On another level, there are those who contend that violence may mark the turning point in these jollities once the festive season ends and the country moves even closer to the timeline set for electioneering and campaigns. The evidence of deep rooted local animosities and the perception that some groups have favoured better under this administration than others and also in some cases at the detriment to the progress of others raise the spectre of electoral violence and an uneasy instability that would leave some areas disenfranchised due to cancelled polls and suspended voting. Incidentally, one of the more agitated community that is already fermenting internal violence is Kono District in the Eastern part of the country. In the event, the new Inspector General of Police may have his work and tenure cut out for him if the policing strategy is not managed with tact and tenacity. In his favour, Dr Richard Moigbe is known to be a firm but fair man and a consummate professional who will use his wide experience of the local terrain and technical capacity to handle public order events in his home District.
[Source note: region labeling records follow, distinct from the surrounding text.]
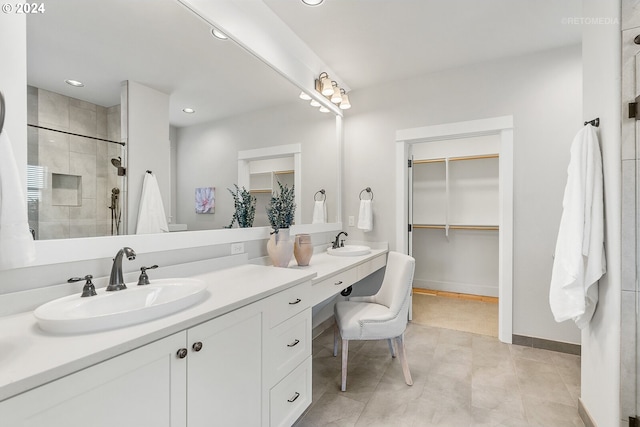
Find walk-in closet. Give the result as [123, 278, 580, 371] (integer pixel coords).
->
[409, 134, 500, 336]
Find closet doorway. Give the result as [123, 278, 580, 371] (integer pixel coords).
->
[396, 116, 513, 343]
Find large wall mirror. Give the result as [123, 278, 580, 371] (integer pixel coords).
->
[27, 0, 340, 240]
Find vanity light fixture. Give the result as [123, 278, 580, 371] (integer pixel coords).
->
[211, 27, 229, 40]
[64, 79, 84, 87]
[331, 82, 342, 104]
[340, 89, 351, 110]
[299, 71, 351, 113]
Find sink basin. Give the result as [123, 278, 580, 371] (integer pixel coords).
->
[327, 245, 371, 256]
[34, 279, 208, 334]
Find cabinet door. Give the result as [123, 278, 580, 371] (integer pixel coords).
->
[187, 304, 262, 427]
[0, 332, 186, 427]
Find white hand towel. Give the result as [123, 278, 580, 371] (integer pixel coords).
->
[311, 200, 327, 224]
[549, 125, 606, 329]
[136, 173, 169, 234]
[358, 199, 373, 233]
[0, 131, 36, 269]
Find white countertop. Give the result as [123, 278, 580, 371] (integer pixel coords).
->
[0, 264, 315, 401]
[0, 248, 387, 401]
[289, 248, 388, 284]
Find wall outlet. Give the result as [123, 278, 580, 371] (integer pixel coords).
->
[231, 243, 244, 255]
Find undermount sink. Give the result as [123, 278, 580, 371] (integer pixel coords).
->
[327, 245, 371, 256]
[34, 279, 208, 334]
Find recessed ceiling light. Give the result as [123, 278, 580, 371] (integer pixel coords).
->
[64, 79, 84, 87]
[211, 28, 229, 40]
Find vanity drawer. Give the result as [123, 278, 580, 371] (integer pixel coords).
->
[311, 268, 358, 305]
[265, 281, 311, 328]
[269, 356, 311, 427]
[358, 254, 387, 280]
[265, 308, 312, 385]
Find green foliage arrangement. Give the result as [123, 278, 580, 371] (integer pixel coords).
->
[266, 182, 296, 233]
[225, 184, 256, 228]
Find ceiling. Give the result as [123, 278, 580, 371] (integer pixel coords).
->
[27, 0, 581, 126]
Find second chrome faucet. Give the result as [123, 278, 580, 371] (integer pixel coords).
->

Political observers have however pointed to the rush for political party symbols as an unnerving trend and a situation that many consider to be bad for our democracy. There is the first thoughts of the experience of the APC flag bearer selection process that saw a candidate emerge out of a field of 28 persons and the initial recriminations that ensued even from within the Party. There follows necessarily that the same levels of disappointment and euphoria will grip the Party again when certain candidates are chosen to carry the APC flag at all levels, be it councillor, Mayor or District Council Chair and MP. It is already looking likely that such disappointments would be more widely felt in the Western Area, a stronghold of the APC but a region where the APC has to be very careful not to disappoint itself by selecting the wrong candidates. Having said that, there are considerations that must supersede the ordinary challenges of sentimentality and pandering to the galleries.
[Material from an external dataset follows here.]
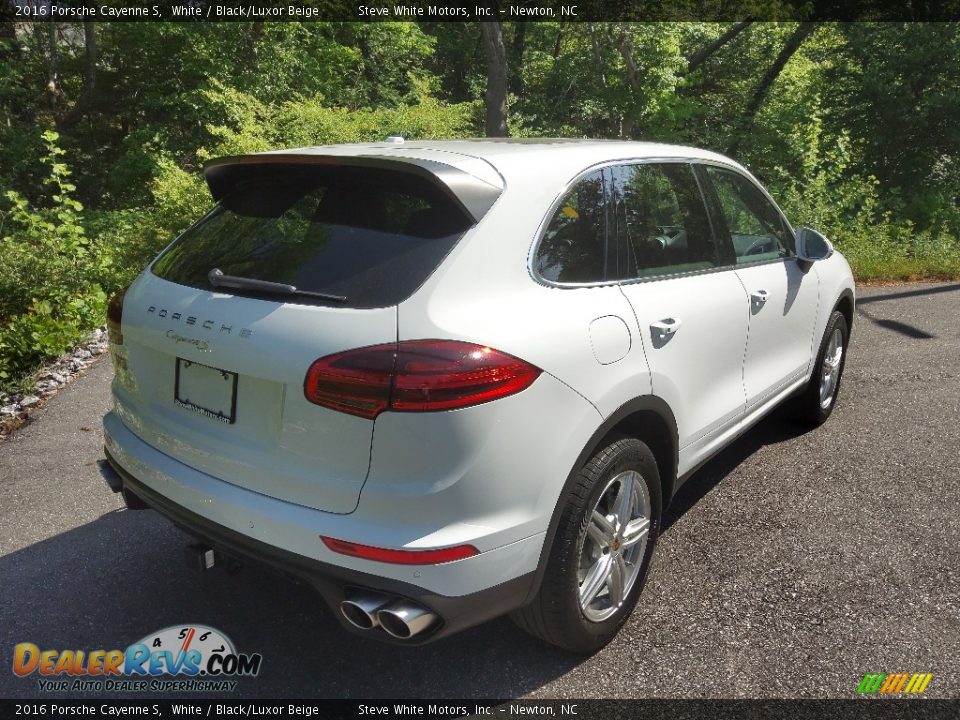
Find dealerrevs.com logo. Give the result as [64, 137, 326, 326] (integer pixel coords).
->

While many of the new opposition parties are excused from such troubles, the established parties of the APC and the SLPP are bound to have these difficulties of selecting the best candidates especially in their heartlands where a win is a statistical certainty. In such cases, the Party would face internal struggles and the outbreak of violence within its own ranks. In the tradition of the “Paopa” brigade, these violent clashes would be more gruesome and may act as practicing ground for a wider violence as the elections campaigns move on to the street parades and rallies. The APC on the other hand may have to deploy a more ordered process by engaging aspirants to consolidate its votes and manage the symbol award process less disturbing by preparing losers well in advance.

The bad thing for democracy may result in the selection process having no proper foundational rule for selecting those who would be able to demonstrate vibrancy in challenging government and holding government into account. The polarization of the new political parties against the APC as a single opponent would only increase the chances of the APC’s supporters to consolidate local support and build firmer structures within their strongholds. The tendency for the new parties to split the votes of the disaffected and the disparaged would therefrom result in a strengthened APC in Parliament and some Local Councils. The challenge therefore is for the character of persons selected as representatives to be evenly matched in terms of skillsets and educational attainment so as to ensure that we get a balanced Parliament with an enhanced gender parity ratio.

All in all, it is very likely that the stronger, more established parties would hold their own in their traditional strongholds while large cities and urban areas become the epicentres for the real politics. The swing voters will swing till elections day and some will even fall off the radar due to disappointment and disaffection at the process. Those who are left to take on the final battle must be well groomed and capacitated to provide a better level of service to their communities. In the area of political violence, it is clear that a firm but fair policing strategy would go a far way in managing the security concerns that many have, provided that the Police can be assisted to rise up and face the challenges of capacity and resources.